Visually, the design of the film can be quite striking, with its star ships consisting of shoals of independent metal sections, constantly swarming about each other and reconfiguring shape, held together by nothing but forcefields, one of which sport chandeliers in the loading bays. Caine’s handy “skyjacker” flight boots also facilitate multiple aerial battles and while many action shots of Tatum gracefully roller-blading though the air against CGI backdrops are well handled, like the narrative, the action scenes do get off to a rocky start. Many of the early earth-bound scenes suffer from odd bouts of slow motion, focusing on a pose or moment that doesn’t look all that impressive, almost as if someone accidently leaned on the “bullet-time” button at the wrong moment. This may be down to the difficulties in making a physical actor look “cool” while simultaneously flinging them through the air on wires, but once the action transitions to space, and more CGI, the action greatly improves. All CGI characters fighting in an all CGI environment is more fluid, but still feel “off”. Those expecting any action set pieces on the scale of any of the ones in the Matrix trilogy will be sorely disappointed.

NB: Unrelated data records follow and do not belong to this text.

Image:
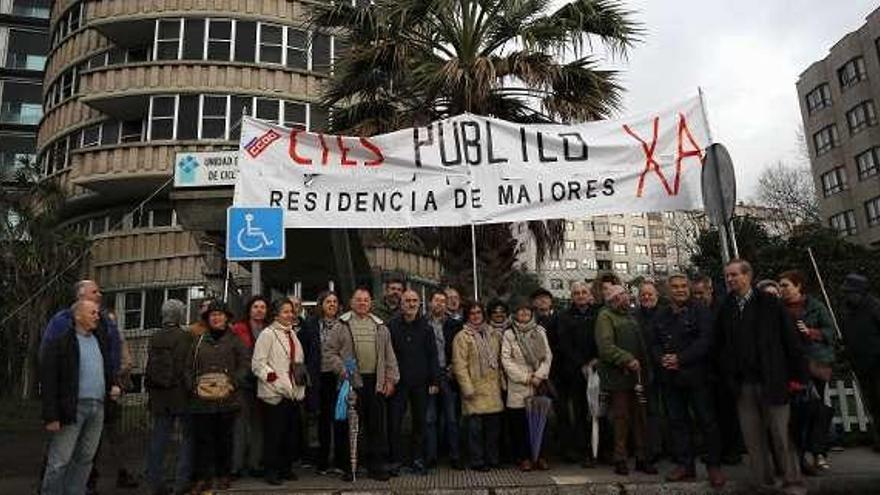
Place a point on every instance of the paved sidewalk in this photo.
(854, 472)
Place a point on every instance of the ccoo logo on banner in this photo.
(474, 169)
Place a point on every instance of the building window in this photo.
(295, 115)
(297, 49)
(271, 43)
(868, 163)
(214, 122)
(844, 223)
(169, 39)
(834, 181)
(852, 72)
(872, 211)
(861, 116)
(220, 39)
(163, 114)
(826, 139)
(819, 98)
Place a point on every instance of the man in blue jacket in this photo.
(75, 379)
(87, 290)
(682, 340)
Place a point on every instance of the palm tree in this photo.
(38, 263)
(406, 63)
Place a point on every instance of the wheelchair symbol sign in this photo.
(254, 234)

Those fancy flying boots of Tatum’s also come very close to becoming a get-out-of-jail-free card as he uses them to escape danger after danger, something the film-makers must have realised when they explicitly add scenes where, try as he might, he can’t use his magic flying boots to get out of a jail.

"These boots were made for flyiin'"

“These boots were made for flyin'”

The story told through all of this is one of discovery. For Jupiter, learning about her apparent history and supposed destiny, of family both Earth and space–bound, and of the technological and moral underpinnings of this society who see genetics as a type of spirituality, and yet view most “people” as not worthy of their time. A love plot also runs though the film, but it’s mostly underdeveloped.

Kunis and Tatum provide fun, likeable leads, with Kunis providing much of the humour. Although the film does rely a little too much on Kunis’ Jupiter being captured or falling into some other peril in order for Tatum to rescue her, her character does at least come into her own and at the end only needs a lift from him rather than a rescue.

"Channing, please...tell me, do I survive this movie ?"

“Channing, please…tell me, do I survive this movie ?”

The rest of the cast provide solid performances. Sean Bean providing his typical old friend/support role with only the members of the Abraxas family coming off as slightly arch. Eddie Redmayne, currently receiving great praise for his role as Stephen Hawking in the Theory of Everything, rasps his way through the film as a most obvious villain, unexpectedly emphasising in rage at the oddest of moments, but his siblings have their own acting quirks as well.

If you expect a “Sci-Fi Masterpiece from the Makers of the Matrix” or for the “Wachowski’s to do for space opera what they did for action films”, then you will come away sorely disappointed. If, however, like me you go in expecting a fun space opera romp with hints of Dune and Flash Gordon, then you are sure to find something to enjoy.